Margaret Cavendish, Duchess of Newcastle (1623 – 15 December 1673), was a product of her time: a follower of science, a romantic, and an academic. Yet, she had a sense of humor, as you will see in this witty poem:
Of Many Worlds in This World
Just like unto a Nest of Boxes round,
Degree of sizes within each Boxe are found.
So in the World, may many Worlds more be,
Thinner and lesse, and lesse still by degree;
Although they are not subject to our Sense,
A World may be no bigger than two-pence.
Nature is curious, and such worke may make,
That our dull Sense can never finde, but scape.
For Creatures, small as Atomes, may be there,
If every Atome a World can make, then see,
What severall Worlds might in an Eare-ring bee.
For millions of these Atomes may bee in
The Head of one small, little, single Pin.
And if thus small, then Ladies well may weare
A World of Worlds, as Pendants in each Eare.

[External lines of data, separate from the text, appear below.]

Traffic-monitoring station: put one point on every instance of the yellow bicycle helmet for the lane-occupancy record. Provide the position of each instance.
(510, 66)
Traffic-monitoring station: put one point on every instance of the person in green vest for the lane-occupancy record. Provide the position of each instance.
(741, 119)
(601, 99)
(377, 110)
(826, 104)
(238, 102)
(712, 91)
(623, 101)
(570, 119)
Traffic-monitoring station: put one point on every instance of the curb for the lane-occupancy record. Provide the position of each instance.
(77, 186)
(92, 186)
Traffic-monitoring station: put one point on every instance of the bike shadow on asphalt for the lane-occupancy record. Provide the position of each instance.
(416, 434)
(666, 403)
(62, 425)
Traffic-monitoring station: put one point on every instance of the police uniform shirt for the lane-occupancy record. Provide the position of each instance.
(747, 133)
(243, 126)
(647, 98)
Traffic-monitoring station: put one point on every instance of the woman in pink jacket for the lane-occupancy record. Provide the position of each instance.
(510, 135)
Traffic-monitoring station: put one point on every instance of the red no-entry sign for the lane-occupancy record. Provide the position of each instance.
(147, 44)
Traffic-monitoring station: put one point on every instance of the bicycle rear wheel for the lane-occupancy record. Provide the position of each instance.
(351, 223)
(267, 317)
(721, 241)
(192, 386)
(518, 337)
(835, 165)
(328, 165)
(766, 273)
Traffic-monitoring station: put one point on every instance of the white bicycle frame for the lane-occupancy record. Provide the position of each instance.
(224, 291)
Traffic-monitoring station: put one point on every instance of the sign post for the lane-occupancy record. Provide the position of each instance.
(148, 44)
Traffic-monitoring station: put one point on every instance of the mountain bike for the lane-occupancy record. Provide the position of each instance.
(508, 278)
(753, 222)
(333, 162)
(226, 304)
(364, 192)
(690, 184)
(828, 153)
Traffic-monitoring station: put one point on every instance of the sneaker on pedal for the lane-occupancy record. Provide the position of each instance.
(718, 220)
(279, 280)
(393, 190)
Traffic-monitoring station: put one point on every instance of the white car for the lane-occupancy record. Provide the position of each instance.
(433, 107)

The Duchess had an avid interest in the physical sciences, but she was willing to mock them, and she mistrusted the notion of using the five senses to understand the world. Human senses are “dull”, just as she claims in her poem. And all of those hidden worlds are mysterious, beyond our comprehension or apprehension, even with that new instrument of science called the microscope.
I love her skepticism. I wish people in our culture had a little more of it, and would even begin to mistrust the sciences again. After all, how can pure knowledge ever be arrived at, when it is filtered through our minds and, by extension, our senses? That was what the Duchess argued centuries ago. She was willing to go up against the Royal Society of London, for heaven’s sake.
I love the Duchess. Those of you who are fans of sci-fi might be interested in knowing that she quite likely wrote and published the first fantasy/sci-fi book, The Blazing World, in her own name. At a time when most women published anonymously, she didn’t. Of course, many criticized her ideas and mocked her persona, but that was all right. If nothing else, she was a fantastic marketer of her own work! I ought to take lessons from her.